So, just what is physiatry (fizz-EYE-ah-tree)? Psychiatry? No. Physical therapy? No. This is a common query. You might know physiatry better by some of its other names. It’s known officially as physical medicine and rehabilitation, or PM&R; some casually refer to us as “rehab doctors.” As a fourth-year medical student entering the field, I have learned that there is much more that we can do among patients and healthcare professionals to improve the understanding of physiatry—and, most important, of why we are needed.
In short, we help our patients get back to a higher level of physical functioning. Whether you are an 18-year-old with a spinal cord injury suffered while surfing in Bali, a 40-year-old dad who gets shooting leg pain when walking with his kids, or a 95-year-old woman suffering pain while reaching for dishes on the top shelf, physiatrists are here to help. It’s a team effort as we work with specialists in physical therapy (PT) and occupational therapy (OT), social workers, and community organizations to help our patients achieve their physical goals. We work across a wide spectrum of functionality, successfully treating those who are limited in even the most basic movements while also keeping some of our most impressive athletes healthy and strong.

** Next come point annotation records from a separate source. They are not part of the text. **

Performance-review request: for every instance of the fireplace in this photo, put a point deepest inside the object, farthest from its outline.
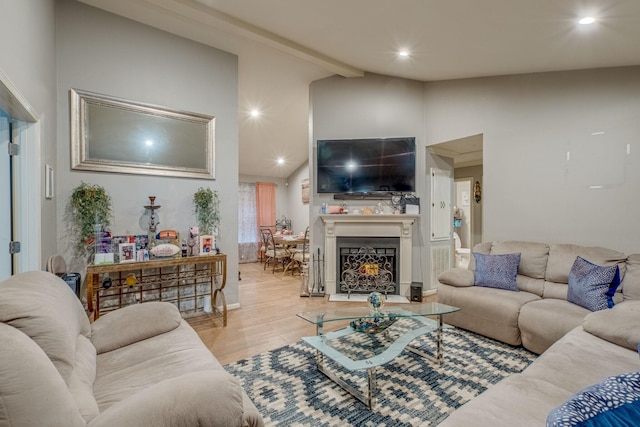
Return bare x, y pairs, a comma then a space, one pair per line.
367, 264
383, 226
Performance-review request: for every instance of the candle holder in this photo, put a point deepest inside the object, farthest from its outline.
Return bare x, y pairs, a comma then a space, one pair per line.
153, 224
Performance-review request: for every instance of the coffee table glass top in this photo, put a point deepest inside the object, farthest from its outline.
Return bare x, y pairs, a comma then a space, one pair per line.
400, 310
361, 350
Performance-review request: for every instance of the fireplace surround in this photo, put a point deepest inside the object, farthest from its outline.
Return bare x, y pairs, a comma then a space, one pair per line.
379, 226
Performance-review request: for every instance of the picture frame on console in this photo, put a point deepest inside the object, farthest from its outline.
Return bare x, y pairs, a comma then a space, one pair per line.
127, 252
207, 245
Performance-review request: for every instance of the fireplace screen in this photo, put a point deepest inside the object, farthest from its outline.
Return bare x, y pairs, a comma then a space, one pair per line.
365, 270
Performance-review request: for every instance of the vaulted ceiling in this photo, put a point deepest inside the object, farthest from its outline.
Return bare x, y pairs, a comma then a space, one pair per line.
283, 45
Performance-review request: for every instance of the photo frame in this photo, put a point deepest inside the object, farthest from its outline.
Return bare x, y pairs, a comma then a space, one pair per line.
110, 134
207, 245
49, 185
127, 252
305, 191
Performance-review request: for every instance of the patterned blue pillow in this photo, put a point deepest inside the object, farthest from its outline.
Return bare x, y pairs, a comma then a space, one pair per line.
497, 271
592, 286
612, 402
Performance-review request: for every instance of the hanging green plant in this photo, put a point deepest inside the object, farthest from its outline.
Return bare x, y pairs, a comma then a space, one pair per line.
90, 205
207, 207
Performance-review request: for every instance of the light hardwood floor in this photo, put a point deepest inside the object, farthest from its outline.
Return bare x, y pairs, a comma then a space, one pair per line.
266, 318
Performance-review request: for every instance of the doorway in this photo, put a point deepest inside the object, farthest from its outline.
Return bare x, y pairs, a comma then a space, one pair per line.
465, 157
462, 220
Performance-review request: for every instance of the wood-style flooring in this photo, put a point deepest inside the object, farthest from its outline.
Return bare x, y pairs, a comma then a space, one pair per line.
266, 318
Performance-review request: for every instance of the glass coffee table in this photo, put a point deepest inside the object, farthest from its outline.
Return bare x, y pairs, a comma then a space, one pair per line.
356, 350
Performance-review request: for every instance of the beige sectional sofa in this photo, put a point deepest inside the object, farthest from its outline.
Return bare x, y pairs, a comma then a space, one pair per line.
142, 365
578, 347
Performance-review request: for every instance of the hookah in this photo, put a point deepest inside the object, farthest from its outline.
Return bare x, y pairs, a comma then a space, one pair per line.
152, 222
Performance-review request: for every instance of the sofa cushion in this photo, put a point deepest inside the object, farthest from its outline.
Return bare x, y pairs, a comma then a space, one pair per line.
497, 271
127, 370
545, 321
134, 323
487, 311
631, 282
533, 256
480, 248
612, 402
32, 392
592, 286
45, 308
460, 277
82, 378
618, 325
562, 257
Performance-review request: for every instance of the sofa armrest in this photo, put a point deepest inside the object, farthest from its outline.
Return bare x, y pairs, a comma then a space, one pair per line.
133, 323
205, 398
618, 325
459, 277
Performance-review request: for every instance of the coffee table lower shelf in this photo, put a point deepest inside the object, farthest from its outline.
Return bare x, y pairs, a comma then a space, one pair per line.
387, 345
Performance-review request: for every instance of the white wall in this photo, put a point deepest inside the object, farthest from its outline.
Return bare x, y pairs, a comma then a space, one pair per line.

Optimizing the Patient’s Functions
An example from my time on the wards might best clarify what we do. Mr. Smith (a real person, but a fictional name) was brought into the hospital by his son for slurred speech and left-sided arm and leg weakness. After admission, Mr. Smith was found to have had a brain bleed, or stroke, that had stabilized, and he was seen by a team of neurologists and internal medicine physicians. Early during his hospital stay, he was also seen by a physiatrist. This rehab doctor assessed Mr. Smith’s physical functions before the stroke and afterward, and, most practically, asked him about his priorities, as well as what he did at home and for work. Once Mr. Smith was deemed medically stable, he was transferred to an inpatient rehabilitation unit. During his stay, he participated in physical therapy to learn to walk with his new cane, worked with occupational therapists to feed and clothe himself, and spoke with a social worker about finding an apartment that didn’t have stairs for him to climb. During inpatient rehab, he was seen daily by a physiatrist, who adjusted Mr. Smith’s subacute-stroke care needs, optimized his chronic medical management, and tailored his PT and OT goals to help him reach a projected discharge date.
Physiatry and Interdisciplinary Follow-Up
What I love about PM&R is that the role of a physiatrist seldom ends at discharge. After leaving the inpatient rehab unit, Mr. Smith saw an outpatient physiatrist who monitored his progress. During these visits, careful attention was paid to outpatient PT and OT recommendations. (A patient’s perspective on his or her recovery also allows the primary physiatrist to make further recommendations about where there’s room for improvement.)
In addition, the physiatrist worked with specialists in custom orthotics to build an ankle support to help counter Mr. Smith’s residual foot drop. Over time, the physiatrist may choose to inject Mr. Smith’s arm with the botulinum toxin to prevent the formation of any contractures or permanent stiffness that would limit how much he could extend his arm. Using this interdisciplinary approach, outpatient rehabilitation brings together multiple specialists to aid in Mr. Smith’s recovery, ultimately bringing him closer to living an independent and fulfilling life.
One thing holds true in the world of PM&R—no two physiatrists are alike. Many dedicate their lives to the world of inpatient rehab, treating everything from spinal cord injury to traumatic brain damage or even pursuing newly established fields such as cardiac and pulmonary rehabilitation. Others choose to take care of patients in an outpatient environment; for example, by treating spasticity in children with cerebral palsy or performing X-ray-guided spinal injections on patients suffering from chronic pain.
While the world of rehab is rapidly expanding to accommodate the needs of our quickly aging population, it also continues to grow in the world of athletics, where we serve as team physicians and consultants to a wide variety of athletes, from youth to professional. So whether you are a patient weak from a long hospital stay or an athlete with leg pain, remember that a physiatrist can help.
We are here to make you the very best version of yourself.